Yes, it is possible to get a mortgage after bankruptcy.
For a conventional mortgage, a lot depends on the type of bankruptcy. For Chapter 7 bankruptcy (you’ve sold your assets to discharge your debts as much as possible), typically, you have to wait four years, but it is possible that your situation could qualify as extenuating circumstances.
For Chapter 13 bankruptcy (you’ve completed your debt repayment plan), you generally need to wait two years from the discharge date. This period is shorter for FHA, VA, and USDA loans.
You’ll also need a 620 minimum credit score for a conventional loan, so keep your balances low on credit accounts and always pay on time. For FHA loans, a credit score of 580 is permissible, and your score could be as low as 500 if you have a 10 percent down payment.
You’ll need a cash down payment.
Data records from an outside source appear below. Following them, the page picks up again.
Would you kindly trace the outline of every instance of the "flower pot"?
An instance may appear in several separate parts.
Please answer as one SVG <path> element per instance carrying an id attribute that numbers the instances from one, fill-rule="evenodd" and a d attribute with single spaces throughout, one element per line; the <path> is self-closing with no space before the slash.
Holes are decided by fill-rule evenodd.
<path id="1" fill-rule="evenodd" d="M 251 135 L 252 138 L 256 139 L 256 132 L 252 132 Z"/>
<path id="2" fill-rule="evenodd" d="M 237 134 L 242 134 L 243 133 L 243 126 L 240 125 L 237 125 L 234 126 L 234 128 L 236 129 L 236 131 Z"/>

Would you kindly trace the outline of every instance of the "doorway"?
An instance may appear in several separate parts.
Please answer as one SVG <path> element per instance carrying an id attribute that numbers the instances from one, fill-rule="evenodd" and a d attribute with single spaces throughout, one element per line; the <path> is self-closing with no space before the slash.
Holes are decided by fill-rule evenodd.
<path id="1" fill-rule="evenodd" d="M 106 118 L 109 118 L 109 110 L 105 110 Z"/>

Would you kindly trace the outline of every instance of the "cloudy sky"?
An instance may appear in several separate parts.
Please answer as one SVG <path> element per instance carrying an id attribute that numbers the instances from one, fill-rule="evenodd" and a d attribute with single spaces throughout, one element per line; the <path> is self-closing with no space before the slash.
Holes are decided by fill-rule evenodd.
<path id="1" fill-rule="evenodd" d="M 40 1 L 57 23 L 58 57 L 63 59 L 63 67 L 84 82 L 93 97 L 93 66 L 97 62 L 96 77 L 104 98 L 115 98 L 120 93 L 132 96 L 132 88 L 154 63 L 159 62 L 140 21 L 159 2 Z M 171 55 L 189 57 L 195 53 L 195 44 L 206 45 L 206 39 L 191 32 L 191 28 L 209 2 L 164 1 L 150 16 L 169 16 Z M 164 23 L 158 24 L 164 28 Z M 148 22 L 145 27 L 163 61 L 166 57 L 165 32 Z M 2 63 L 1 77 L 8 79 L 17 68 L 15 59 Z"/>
With FHA loans, this could be as little as 3.5 percent.
Another type of loan can benefit people coming out of bankruptcy if they have cash on hand. The non-qualifying mortgage loan (non-QM) is suitable for people in special circumstances, typically self-employed people who don’t have pay stubs but do have a lot of cash and a high credit score. It can also benefit those with cash and a high credit score but a recent bankruptcy.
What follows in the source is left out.